One of the core team dies early on in the novel (I won't say who, although the dust-jacket gives it away) & the plot is basicallly how Dillon & co. take their revenge on the killers while foiling a ghastly plot by a foreign power to take over large oil interests. It has the alll routine plotting situations of a Dillon thriller: stand-offs in the Dorchester Hotel's bar, clandestine meetings in Wapping pubs, shoot-outs with IRA hitmen in remote Ulster villages, lots of champagne drinking, & the usual attempts by the baddies to kill off the wheelchair-bound Sergeant Roper.

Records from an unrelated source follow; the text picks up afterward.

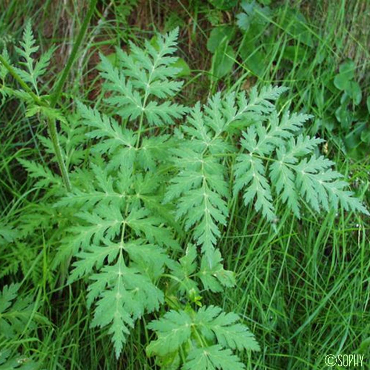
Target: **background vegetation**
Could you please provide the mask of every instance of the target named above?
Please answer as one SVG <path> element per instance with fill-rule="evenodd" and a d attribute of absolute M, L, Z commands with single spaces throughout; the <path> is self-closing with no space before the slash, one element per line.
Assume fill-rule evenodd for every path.
<path fill-rule="evenodd" d="M 87 0 L 0 3 L 0 48 L 6 46 L 11 59 L 28 19 L 40 51 L 57 47 L 43 93 L 65 66 L 88 6 Z M 72 96 L 88 104 L 103 97 L 98 51 L 109 55 L 115 45 L 125 49 L 129 40 L 140 43 L 178 26 L 182 99 L 204 102 L 235 84 L 247 91 L 289 87 L 284 104 L 314 115 L 307 132 L 327 141 L 322 150 L 368 207 L 369 24 L 367 0 L 101 0 L 65 86 L 63 108 L 70 109 Z M 20 334 L 10 340 L 0 328 L 0 369 L 10 340 L 19 356 L 14 367 L 37 368 L 33 359 L 48 369 L 153 368 L 145 355 L 143 339 L 150 333 L 144 319 L 118 361 L 107 337 L 90 328 L 84 285 L 73 289 L 66 272 L 52 269 L 57 228 L 40 223 L 37 238 L 9 242 L 13 236 L 2 225 L 43 196 L 17 159 L 49 164 L 52 155 L 40 145 L 45 127 L 25 117 L 22 103 L 3 100 L 0 107 L 0 287 L 18 282 L 21 296 L 30 298 L 16 303 L 25 313 Z M 55 163 L 50 167 L 58 171 Z M 207 295 L 205 303 L 237 313 L 256 336 L 262 350 L 242 355 L 248 369 L 324 369 L 327 354 L 357 353 L 365 354 L 370 368 L 369 218 L 342 211 L 307 212 L 298 221 L 283 209 L 278 215 L 276 233 L 236 203 L 218 246 L 236 287 Z M 31 317 L 37 325 L 30 327 Z"/>

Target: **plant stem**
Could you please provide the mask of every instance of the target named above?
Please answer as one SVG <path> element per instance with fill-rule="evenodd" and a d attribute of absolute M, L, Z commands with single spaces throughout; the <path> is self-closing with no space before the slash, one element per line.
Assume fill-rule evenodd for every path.
<path fill-rule="evenodd" d="M 57 132 L 55 120 L 48 118 L 47 126 L 49 130 L 49 134 L 50 135 L 54 147 L 54 152 L 57 157 L 59 169 L 62 174 L 62 177 L 63 178 L 65 189 L 67 192 L 71 192 L 72 191 L 72 186 L 71 186 L 71 182 L 70 181 L 69 176 L 68 175 L 68 171 L 65 166 L 65 164 L 63 160 L 62 151 L 60 149 L 60 145 L 59 145 L 59 141 L 58 139 L 58 133 Z"/>
<path fill-rule="evenodd" d="M 65 66 L 65 68 L 63 70 L 62 76 L 59 79 L 57 83 L 57 83 L 56 87 L 53 87 L 53 90 L 54 92 L 52 94 L 50 99 L 50 105 L 52 108 L 54 108 L 56 104 L 57 104 L 57 102 L 58 101 L 58 99 L 59 99 L 59 96 L 61 92 L 62 89 L 63 88 L 63 85 L 64 85 L 65 80 L 68 76 L 68 73 L 69 72 L 69 70 L 71 69 L 72 64 L 73 64 L 73 62 L 74 61 L 76 54 L 77 54 L 78 48 L 80 47 L 80 45 L 82 41 L 84 36 L 85 35 L 86 30 L 87 28 L 87 26 L 88 26 L 89 23 L 90 22 L 90 20 L 92 16 L 92 14 L 95 9 L 95 6 L 96 5 L 97 1 L 98 0 L 91 0 L 90 1 L 90 7 L 89 8 L 86 16 L 84 20 L 83 23 L 82 24 L 81 30 L 80 30 L 80 32 L 78 33 L 78 35 L 77 35 L 76 41 L 73 45 L 73 48 L 72 49 L 71 55 L 68 58 L 67 65 Z"/>

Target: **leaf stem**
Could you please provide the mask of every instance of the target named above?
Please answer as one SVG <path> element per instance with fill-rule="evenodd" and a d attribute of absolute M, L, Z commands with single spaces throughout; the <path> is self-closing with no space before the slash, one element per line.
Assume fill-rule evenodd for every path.
<path fill-rule="evenodd" d="M 43 107 L 47 107 L 47 104 L 43 101 L 40 98 L 37 96 L 32 91 L 31 88 L 21 78 L 19 75 L 13 69 L 11 66 L 7 62 L 3 57 L 0 54 L 0 63 L 4 65 L 4 66 L 8 70 L 9 73 L 11 75 L 13 78 L 22 87 L 23 89 L 27 92 L 30 96 L 32 98 L 35 102 L 38 105 L 41 105 Z"/>

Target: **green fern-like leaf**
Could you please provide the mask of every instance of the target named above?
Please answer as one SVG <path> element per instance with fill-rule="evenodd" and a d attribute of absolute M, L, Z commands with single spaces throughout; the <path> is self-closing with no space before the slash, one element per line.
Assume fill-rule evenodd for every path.
<path fill-rule="evenodd" d="M 262 210 L 270 221 L 276 218 L 271 184 L 298 217 L 300 197 L 317 212 L 322 208 L 327 211 L 336 209 L 340 202 L 346 210 L 369 214 L 352 193 L 343 190 L 347 184 L 339 181 L 342 175 L 331 168 L 333 162 L 323 157 L 305 157 L 322 141 L 301 135 L 295 138 L 295 133 L 310 118 L 286 112 L 279 120 L 275 112 L 270 117 L 267 129 L 258 122 L 243 133 L 243 151 L 238 155 L 235 166 L 234 195 L 245 189 L 245 204 L 255 199 L 256 210 Z M 268 157 L 272 162 L 269 171 L 265 159 Z"/>
<path fill-rule="evenodd" d="M 158 50 L 148 41 L 145 51 L 130 43 L 130 54 L 116 50 L 119 70 L 114 68 L 101 55 L 101 75 L 106 87 L 114 93 L 106 101 L 118 108 L 117 113 L 131 120 L 145 117 L 150 125 L 171 124 L 187 111 L 183 105 L 158 100 L 173 96 L 182 82 L 175 80 L 179 69 L 171 67 L 177 58 L 171 56 L 176 50 L 178 29 L 158 39 Z M 173 79 L 171 80 L 170 79 Z"/>
<path fill-rule="evenodd" d="M 213 306 L 196 312 L 171 310 L 148 325 L 158 338 L 148 346 L 147 353 L 160 358 L 173 356 L 182 347 L 183 353 L 187 354 L 182 369 L 244 369 L 231 349 L 260 348 L 247 327 L 236 323 L 238 320 L 237 315 L 225 314 Z"/>

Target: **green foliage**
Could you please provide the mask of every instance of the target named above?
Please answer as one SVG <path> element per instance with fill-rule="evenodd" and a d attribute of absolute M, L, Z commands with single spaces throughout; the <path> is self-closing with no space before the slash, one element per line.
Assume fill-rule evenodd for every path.
<path fill-rule="evenodd" d="M 27 356 L 11 356 L 12 343 L 19 336 L 48 323 L 46 317 L 37 313 L 33 297 L 18 297 L 20 284 L 5 285 L 0 292 L 0 369 L 39 369 L 40 364 Z"/>
<path fill-rule="evenodd" d="M 191 309 L 170 311 L 148 325 L 158 339 L 148 346 L 147 353 L 157 355 L 163 364 L 166 356 L 172 358 L 174 352 L 175 357 L 181 353 L 186 359 L 183 369 L 244 369 L 229 348 L 256 351 L 260 348 L 248 328 L 237 323 L 239 320 L 237 315 L 225 313 L 213 306 L 204 306 L 197 312 Z"/>
<path fill-rule="evenodd" d="M 316 154 L 323 140 L 302 134 L 311 116 L 278 112 L 276 101 L 285 88 L 218 92 L 191 107 L 178 102 L 183 84 L 174 56 L 178 36 L 178 29 L 158 35 L 155 45 L 146 41 L 144 49 L 130 42 L 129 53 L 117 48 L 113 63 L 101 54 L 100 106 L 76 101 L 75 113 L 65 117 L 48 105 L 47 95 L 26 99 L 28 115 L 60 122 L 71 190 L 64 192 L 50 169 L 19 159 L 45 195 L 43 204 L 14 223 L 17 238 L 25 245 L 37 228 L 50 233 L 58 247 L 54 270 L 62 270 L 64 283 L 63 269 L 71 260 L 71 289 L 77 282 L 89 283 L 91 326 L 110 335 L 117 359 L 135 321 L 167 306 L 169 311 L 147 326 L 157 337 L 147 353 L 163 368 L 242 369 L 232 350 L 258 350 L 256 340 L 236 314 L 201 302 L 203 291 L 235 284 L 217 247 L 239 193 L 273 224 L 282 204 L 297 217 L 302 204 L 317 213 L 340 205 L 369 212 L 344 189 L 333 162 Z M 37 79 L 51 54 L 35 64 L 34 43 L 27 25 L 18 49 L 27 70 L 15 70 L 41 98 Z M 51 141 L 41 141 L 50 151 Z M 0 243 L 14 240 L 13 226 L 0 229 Z M 4 310 L 17 289 L 3 291 Z M 7 320 L 3 325 L 16 324 Z"/>

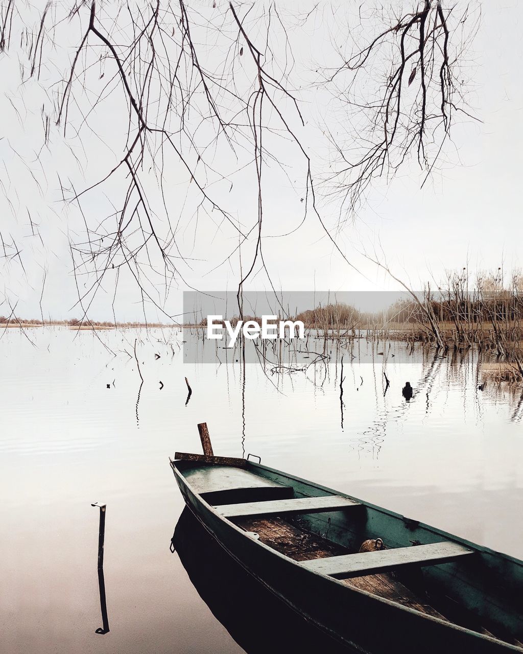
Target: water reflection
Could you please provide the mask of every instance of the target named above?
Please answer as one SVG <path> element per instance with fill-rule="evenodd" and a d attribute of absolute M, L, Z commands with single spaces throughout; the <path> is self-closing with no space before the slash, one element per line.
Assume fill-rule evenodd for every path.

So far, so formulaic, & the author clearly sees no need to deviate from what he thinks readers expect from a Dillon novel. But this novel is just more exciting & faster-moving than Higgins' more recent efforts. It reads as if Higgins is making a concerted effort to give his readers value for money & reply to criticism that his past few books have been boring & too routine. The pacing is quick & gripping. There are even some attempts at characterisation in how Higgins deals with Dillon's grief at the death of his comrade, & the development of Salter Junior into a fully-fledged member of Ferguson's unit. The neo-KGB enemies of the previous novel return for a second outing, this time ably assisted by a Very Famous Russian Premier & by two new characters who no doubt will feature heavily in next year's novel (and probably take at least 3 further books to be killed off).

While the outcome, as always, is never reallly in doubt, Higgins has produced a novel that is full of action & with enough twists to keep you reading. If, ultimately, his Dillon novels are now just too identikit to stand comparison with Higgins' best work, "Without Mercy" shows that there is still some life left in the old dog.